During the diagnosis of ischemic strokes, the Circle of Willis and its surrounding vessels are the arteries of interest. Their visualization in case of an acute stroke is often enabled by Computed Tomography Angiography (CTA). Still, the identification and analysis of the cerebral arteries remain time consuming in such scans due to a large number of peripheral vessels which may disturb the visual impression. In previous work we proposed VirtualDSA++, an algorithm designed to segment and label the cerebrovascular tree on CTA scans. Especially with stroke patients, labeling is a delicate procedure, as in the worst case whole hemispheres may not be present due to impeded perfusion. Hence, we extended the labeling mechanism for the cerebral arteries to identify occluded vessels. In the work at hand, we place the algorithm in a clinical context by evaluating the labeling and occlusion detection on stroke patients, where we have achieved labeling sensitivities comparable to other works between 92\,\% and 95\,\%. To the best of our knowledge, ours is the first work to address labeling and occlusion detection at once, whereby a sensitivity of 67\,\% and a specificity of 81\,\% were obtained for the latter.

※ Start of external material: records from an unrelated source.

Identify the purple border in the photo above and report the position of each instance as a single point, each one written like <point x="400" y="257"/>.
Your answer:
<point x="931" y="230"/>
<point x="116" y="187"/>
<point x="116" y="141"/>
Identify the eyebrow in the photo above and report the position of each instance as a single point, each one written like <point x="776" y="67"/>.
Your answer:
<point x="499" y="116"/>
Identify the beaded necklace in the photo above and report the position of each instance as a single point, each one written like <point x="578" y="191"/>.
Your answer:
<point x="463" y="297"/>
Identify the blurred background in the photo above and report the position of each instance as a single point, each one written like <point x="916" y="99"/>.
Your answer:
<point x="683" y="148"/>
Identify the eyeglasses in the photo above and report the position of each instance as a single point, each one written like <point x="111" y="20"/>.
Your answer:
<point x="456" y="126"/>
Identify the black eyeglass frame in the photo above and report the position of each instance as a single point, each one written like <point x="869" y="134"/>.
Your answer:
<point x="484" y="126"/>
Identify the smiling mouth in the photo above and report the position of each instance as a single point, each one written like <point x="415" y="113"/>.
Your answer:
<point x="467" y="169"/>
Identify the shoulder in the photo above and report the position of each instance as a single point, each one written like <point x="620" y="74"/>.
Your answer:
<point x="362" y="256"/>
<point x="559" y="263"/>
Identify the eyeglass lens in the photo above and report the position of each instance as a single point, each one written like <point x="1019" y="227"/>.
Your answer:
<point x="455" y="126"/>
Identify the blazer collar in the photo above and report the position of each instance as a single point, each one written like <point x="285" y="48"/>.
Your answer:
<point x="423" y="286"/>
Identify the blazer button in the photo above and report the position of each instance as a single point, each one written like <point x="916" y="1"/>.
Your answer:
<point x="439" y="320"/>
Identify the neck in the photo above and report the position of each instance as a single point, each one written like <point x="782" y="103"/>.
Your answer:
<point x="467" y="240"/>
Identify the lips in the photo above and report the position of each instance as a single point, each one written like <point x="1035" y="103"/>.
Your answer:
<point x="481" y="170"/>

VirtualDSA++ also automatically segments and models the intracranial system, which we further used in a deep learning driven follow up work. We present the generic concept of iterative systematic search for pathways on all nodes of said model, which enables new interactive features. Exemplary, we derive in detail, firstly, the interactive planning of vascular interventions like the mechanical thrombectomy and secondly, the interactive suppression of vessel structures that are not of interest in diagnosing strokes (like veins). We discuss both features as well as further possibilities emerging from the proposed concept.